If you open the generated PDF you will see that it is not the prettiest sight. The PDF has only a passing resemblance to what the original blog post looks like if you open it in a “normal” browser. This is perhaps all according to specifications, but I (and I’m guessing you) would like a more aesthetically pleasing result.

### Inspecting the generated PDF

Before we begin to understand why the generated PDF looks in a particular way, let us describe what we are seeing. So what does the PDF look like?

First, the generated PDF is missing the content header found on the web page. Second, the rendered PDF has an incredibly narrow page layout or uses a very big font size. Third, on my Mac there is a weird “private use” symbol in several places in the pdf. Regarding the third issue, there is a fun discussion over at StackExchange for Mac OS X about the “private use” symbol with some interesting background information.

### Why does the generated PDF look this way?

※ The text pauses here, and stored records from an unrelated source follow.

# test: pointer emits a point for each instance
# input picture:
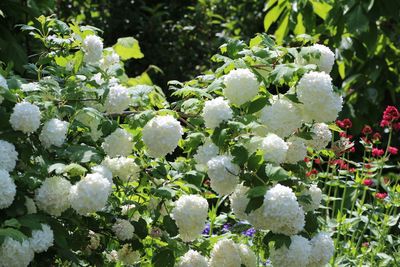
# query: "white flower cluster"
(241, 85)
(7, 189)
(282, 212)
(223, 174)
(319, 55)
(190, 214)
(274, 149)
(321, 103)
(118, 99)
(216, 111)
(41, 240)
(15, 254)
(125, 168)
(90, 194)
(25, 117)
(161, 135)
(123, 229)
(281, 118)
(8, 156)
(93, 48)
(193, 258)
(54, 132)
(53, 195)
(119, 143)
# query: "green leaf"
(128, 47)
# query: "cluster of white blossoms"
(161, 135)
(274, 149)
(125, 168)
(90, 194)
(193, 258)
(118, 99)
(320, 102)
(7, 189)
(119, 143)
(216, 111)
(41, 240)
(8, 156)
(190, 214)
(25, 117)
(123, 229)
(241, 85)
(223, 174)
(53, 195)
(93, 48)
(282, 212)
(54, 132)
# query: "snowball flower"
(15, 254)
(216, 111)
(93, 48)
(54, 132)
(7, 190)
(161, 135)
(8, 156)
(224, 175)
(274, 148)
(118, 99)
(53, 195)
(281, 118)
(225, 253)
(297, 255)
(25, 117)
(41, 240)
(322, 249)
(282, 212)
(119, 143)
(90, 194)
(123, 229)
(193, 258)
(190, 214)
(241, 85)
(319, 55)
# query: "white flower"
(322, 249)
(282, 212)
(54, 132)
(119, 143)
(274, 148)
(90, 194)
(190, 214)
(125, 168)
(241, 85)
(225, 253)
(322, 135)
(193, 258)
(123, 229)
(204, 153)
(215, 112)
(324, 60)
(297, 150)
(15, 254)
(281, 118)
(25, 117)
(118, 99)
(53, 195)
(41, 240)
(297, 255)
(8, 156)
(93, 48)
(7, 190)
(224, 175)
(161, 135)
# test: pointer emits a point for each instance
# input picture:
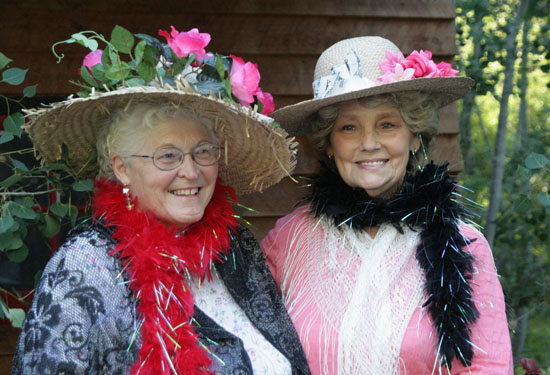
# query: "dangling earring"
(126, 192)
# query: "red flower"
(187, 42)
(244, 79)
(421, 63)
(267, 100)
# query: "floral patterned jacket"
(83, 316)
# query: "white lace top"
(213, 298)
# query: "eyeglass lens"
(171, 157)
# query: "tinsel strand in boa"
(159, 263)
(427, 202)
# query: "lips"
(185, 192)
(373, 163)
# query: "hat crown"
(350, 65)
(370, 50)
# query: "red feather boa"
(159, 263)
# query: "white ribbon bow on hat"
(345, 78)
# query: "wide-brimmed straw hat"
(256, 153)
(371, 65)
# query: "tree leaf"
(6, 183)
(122, 39)
(6, 137)
(51, 226)
(59, 209)
(14, 76)
(83, 185)
(22, 212)
(6, 223)
(17, 316)
(522, 203)
(522, 172)
(29, 91)
(535, 161)
(18, 255)
(4, 61)
(544, 198)
(19, 165)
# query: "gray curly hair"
(124, 131)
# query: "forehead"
(180, 132)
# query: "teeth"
(372, 162)
(185, 192)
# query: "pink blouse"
(490, 336)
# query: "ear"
(120, 169)
(415, 142)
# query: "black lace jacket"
(83, 315)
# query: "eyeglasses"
(169, 158)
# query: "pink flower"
(267, 100)
(446, 70)
(391, 61)
(244, 80)
(421, 63)
(93, 58)
(187, 42)
(398, 74)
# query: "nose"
(369, 140)
(188, 168)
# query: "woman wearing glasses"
(162, 279)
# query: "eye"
(347, 127)
(387, 125)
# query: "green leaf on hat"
(83, 40)
(14, 76)
(4, 60)
(544, 198)
(59, 209)
(83, 185)
(139, 51)
(535, 161)
(98, 72)
(146, 71)
(50, 227)
(117, 72)
(122, 39)
(86, 76)
(18, 255)
(10, 241)
(13, 123)
(29, 91)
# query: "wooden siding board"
(426, 9)
(263, 35)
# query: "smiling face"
(179, 196)
(370, 147)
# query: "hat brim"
(446, 89)
(256, 154)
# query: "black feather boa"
(425, 202)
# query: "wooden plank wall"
(284, 37)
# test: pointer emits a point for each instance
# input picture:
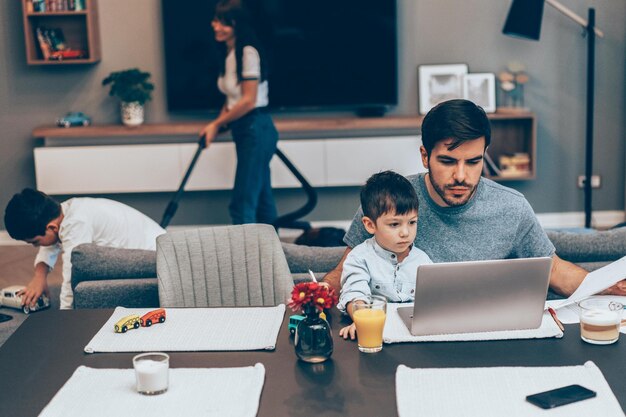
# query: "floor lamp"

In order to understand why PhantomJS renders a page in a certain way, it is relevant to look at the following pages:

There is honestly not a lot of content there, so let’s try to analyze the issues ourselves. Regarding the missing header, the HTML source code for the blog post specifies a “print” CSS style with the following CSS definition:

`<style type="text/css" media="print">#wpadminbar { display:none; }</style>`

Regarding the missing content header, tt seems that PhantomJS uses the “print” CSS style if available when generating a PDF.

Regarding the narrow layout, recall that we used rasterize.js as the control script for phantomjs. The code in the script will have a big impact on what we are seeing, which could include layout. Inside the rasterize.js script we find the following line:

`page.viewportSize = { width: 600, height: 600 };`

That partly explains the narrow layout. If we change these settings to `width: 1800` and `height: 1000` in a copy of the file (rasterize2.js) and rerun the screen capture we get a wider PDF canvas. However, the actual content layout is only partly fixed by this. A full solution will require more, e.g. working with the page CSS.

In the next part of this post, I’ll dig more into the PhantomJS API.